Ricordo che qualche anno fa, presenziai ad un ricevimento in una grande città dove, in prossimità del debutto in un ruolo importante del mio repertorio, conobbi l’assessore alla cultura in carica a cui rivolsi il suggerimento di usufruire di noi artisti lirici di lungo corso per poter programmare qualche incontro con gli studenti di scuola e di università; ciò per stimolarli a porci domande sulla nostra arte e più specificamente sull’opera da rappresentare nel teatro della loro città, cosa in uso da tempo in tante città europee, e non solo capitali.

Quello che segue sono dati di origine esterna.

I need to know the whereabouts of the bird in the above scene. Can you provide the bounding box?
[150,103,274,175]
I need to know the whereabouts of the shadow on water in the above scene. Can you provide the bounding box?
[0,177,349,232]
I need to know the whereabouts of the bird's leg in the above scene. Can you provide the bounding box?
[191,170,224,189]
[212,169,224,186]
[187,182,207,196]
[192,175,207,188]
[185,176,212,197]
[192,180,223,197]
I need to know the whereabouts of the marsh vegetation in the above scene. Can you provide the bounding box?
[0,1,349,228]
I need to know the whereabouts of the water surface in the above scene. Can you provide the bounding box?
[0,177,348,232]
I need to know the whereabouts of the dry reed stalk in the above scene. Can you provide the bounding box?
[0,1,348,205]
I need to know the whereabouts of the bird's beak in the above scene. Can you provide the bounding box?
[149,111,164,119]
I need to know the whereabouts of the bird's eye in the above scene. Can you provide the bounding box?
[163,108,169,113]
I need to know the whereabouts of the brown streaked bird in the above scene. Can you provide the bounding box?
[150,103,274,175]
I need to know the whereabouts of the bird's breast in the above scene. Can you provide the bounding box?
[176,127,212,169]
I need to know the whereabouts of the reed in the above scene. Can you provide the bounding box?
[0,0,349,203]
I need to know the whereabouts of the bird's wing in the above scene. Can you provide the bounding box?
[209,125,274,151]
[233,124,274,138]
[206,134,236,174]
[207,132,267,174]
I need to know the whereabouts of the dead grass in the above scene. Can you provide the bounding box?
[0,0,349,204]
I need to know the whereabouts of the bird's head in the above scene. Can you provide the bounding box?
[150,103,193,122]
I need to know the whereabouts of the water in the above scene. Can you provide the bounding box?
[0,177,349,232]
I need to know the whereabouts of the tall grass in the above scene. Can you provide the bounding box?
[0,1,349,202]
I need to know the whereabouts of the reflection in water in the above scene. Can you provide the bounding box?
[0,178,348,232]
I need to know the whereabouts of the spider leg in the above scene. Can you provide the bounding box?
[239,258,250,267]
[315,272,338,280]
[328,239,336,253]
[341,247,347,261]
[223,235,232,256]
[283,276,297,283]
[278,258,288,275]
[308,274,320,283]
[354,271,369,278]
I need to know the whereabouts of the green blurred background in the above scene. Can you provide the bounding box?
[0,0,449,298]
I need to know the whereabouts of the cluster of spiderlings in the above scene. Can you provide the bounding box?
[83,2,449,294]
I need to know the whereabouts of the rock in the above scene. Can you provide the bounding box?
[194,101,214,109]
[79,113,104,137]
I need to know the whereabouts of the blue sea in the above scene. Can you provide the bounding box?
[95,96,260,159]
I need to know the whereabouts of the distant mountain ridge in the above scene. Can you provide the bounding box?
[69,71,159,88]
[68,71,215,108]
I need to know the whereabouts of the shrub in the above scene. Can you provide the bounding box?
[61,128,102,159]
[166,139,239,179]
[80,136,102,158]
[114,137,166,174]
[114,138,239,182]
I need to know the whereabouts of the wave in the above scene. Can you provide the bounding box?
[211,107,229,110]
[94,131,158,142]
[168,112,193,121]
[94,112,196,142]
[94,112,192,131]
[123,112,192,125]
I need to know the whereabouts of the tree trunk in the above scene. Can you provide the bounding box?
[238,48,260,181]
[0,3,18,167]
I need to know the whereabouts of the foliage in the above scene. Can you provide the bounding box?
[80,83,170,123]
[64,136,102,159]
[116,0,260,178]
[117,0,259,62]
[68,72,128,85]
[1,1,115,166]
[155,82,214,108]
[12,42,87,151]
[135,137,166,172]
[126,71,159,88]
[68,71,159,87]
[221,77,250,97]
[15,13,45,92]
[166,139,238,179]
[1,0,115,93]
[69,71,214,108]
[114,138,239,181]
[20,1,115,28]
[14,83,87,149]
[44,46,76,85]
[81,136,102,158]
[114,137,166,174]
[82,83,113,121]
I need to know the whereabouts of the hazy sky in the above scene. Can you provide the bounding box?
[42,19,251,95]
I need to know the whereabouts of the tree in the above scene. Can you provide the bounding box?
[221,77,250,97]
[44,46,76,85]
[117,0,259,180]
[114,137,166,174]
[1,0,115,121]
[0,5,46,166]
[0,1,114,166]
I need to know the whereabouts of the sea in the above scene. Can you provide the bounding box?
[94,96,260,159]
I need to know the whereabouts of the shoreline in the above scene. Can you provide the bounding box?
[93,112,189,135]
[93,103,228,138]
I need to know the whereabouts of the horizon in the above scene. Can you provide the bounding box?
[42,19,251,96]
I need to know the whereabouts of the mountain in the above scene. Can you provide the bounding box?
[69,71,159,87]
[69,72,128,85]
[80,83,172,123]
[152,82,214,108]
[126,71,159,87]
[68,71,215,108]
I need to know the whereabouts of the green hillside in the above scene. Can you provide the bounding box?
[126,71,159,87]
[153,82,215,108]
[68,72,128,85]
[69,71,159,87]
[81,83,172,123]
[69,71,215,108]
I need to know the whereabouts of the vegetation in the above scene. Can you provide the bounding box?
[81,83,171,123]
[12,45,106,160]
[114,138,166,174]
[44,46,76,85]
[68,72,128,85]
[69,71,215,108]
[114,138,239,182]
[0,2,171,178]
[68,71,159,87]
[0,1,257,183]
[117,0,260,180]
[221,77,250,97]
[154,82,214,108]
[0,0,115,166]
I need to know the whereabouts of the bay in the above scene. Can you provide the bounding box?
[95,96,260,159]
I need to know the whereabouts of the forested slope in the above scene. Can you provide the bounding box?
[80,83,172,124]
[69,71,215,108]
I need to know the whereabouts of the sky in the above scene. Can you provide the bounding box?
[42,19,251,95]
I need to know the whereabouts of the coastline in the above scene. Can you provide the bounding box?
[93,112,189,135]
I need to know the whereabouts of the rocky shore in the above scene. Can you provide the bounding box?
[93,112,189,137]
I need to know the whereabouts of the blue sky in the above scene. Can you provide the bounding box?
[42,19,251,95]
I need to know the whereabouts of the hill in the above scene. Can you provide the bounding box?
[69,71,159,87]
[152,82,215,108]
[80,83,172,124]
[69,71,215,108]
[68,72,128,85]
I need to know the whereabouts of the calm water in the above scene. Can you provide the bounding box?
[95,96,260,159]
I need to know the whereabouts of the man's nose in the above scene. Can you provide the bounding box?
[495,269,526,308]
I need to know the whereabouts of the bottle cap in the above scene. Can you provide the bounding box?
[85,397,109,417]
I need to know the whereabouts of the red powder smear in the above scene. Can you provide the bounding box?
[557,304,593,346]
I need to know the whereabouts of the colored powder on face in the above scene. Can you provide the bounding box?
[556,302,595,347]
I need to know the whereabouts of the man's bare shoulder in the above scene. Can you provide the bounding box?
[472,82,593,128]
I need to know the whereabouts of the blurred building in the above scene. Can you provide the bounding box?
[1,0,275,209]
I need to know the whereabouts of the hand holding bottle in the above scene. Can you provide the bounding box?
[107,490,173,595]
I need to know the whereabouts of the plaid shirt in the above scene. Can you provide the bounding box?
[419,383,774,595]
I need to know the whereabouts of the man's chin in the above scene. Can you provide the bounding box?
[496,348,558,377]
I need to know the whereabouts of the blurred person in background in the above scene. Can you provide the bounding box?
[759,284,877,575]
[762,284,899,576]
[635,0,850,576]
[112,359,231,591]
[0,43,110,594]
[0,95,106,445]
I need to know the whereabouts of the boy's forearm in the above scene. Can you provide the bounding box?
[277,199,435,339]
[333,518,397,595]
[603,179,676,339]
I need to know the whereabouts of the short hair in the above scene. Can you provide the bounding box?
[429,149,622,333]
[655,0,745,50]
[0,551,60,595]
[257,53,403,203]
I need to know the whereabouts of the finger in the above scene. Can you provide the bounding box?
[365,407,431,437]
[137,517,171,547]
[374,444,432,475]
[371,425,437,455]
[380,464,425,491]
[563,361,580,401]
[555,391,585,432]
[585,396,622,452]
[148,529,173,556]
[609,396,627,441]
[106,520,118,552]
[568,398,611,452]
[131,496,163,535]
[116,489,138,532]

Rassicurandolo che nulla sarebbe stato dovuto a noi per eventuali tali incontri, rimasi attonito quando l’assessore mi disse: “ma sa che è una bella idea!?”.

Nessuna denuncia di scarsa sensibilità istituzionale, ma la conferma che i responsabili politici (affinché ciò non costituisca un ossimoro…) vadano stimolati ed informati su discrepanze ed incongruenze del nostro comparto: come mi diceva un importante politico di una regione del nord, essi non possono sapere tutti i malfunzionamenti e le dovute migliorie da poter apportare al buon funzionamento delle strutture deputate alla cultura. E della cultura, la nostra, l’opera lirica oggi patrimonio dell’UNESCO è probabilmente la Cenerentola, sperando che non si debba aspettare qualche mago… Alidoro per rivitalizzarla! Ristabilire un codice etico, per dare sicurezza e dignità a tutti i lavoratori, a cominciare dalle masse delle Fondazioni, dovrebbe essere in cima ad ogni restyling.

A questo proposito, la riforma Veltroni del ’96 che istituiva le Fondazioni lirico-sinfoniche sostituendole agli Enti Lirici non ha dato gli effetti sperati: nonostante il carattere privatistico da statuto delle stesse, esse continuano ad avere al 99% sovvenzioni dallo Stato e quindi restituire a quest’ultimo il naturale controllo e supervisione apparterrebbe ad una scelta etica sicuramente auspicabile.

Il pericolo incombe: o si dovrà procedere ad una radicale rivisitazione del comparto lirico-sinfonico assegnando i ruoli apicali ad affidabili economisti della cultura (se ne ravvisano uno o due di italiani…) anche di altre provenienze nazionali, sempre che non abbiano lasciato macerie nel loro paese di origine, oppure l’opera e con essa la musica classica rischierà di essere relegata ad una sorta di branca di archeologia. E da questo punto di vista, affinché ciò non accada, speriamo che la generosa attenzione dell’UNESCO possa avere effetto rivitalizzante su tutto il comparto: arrivare ai successi ed ai riconoscimenti è appagante ma ben più arduo è dimostrare di continuare a meritarli!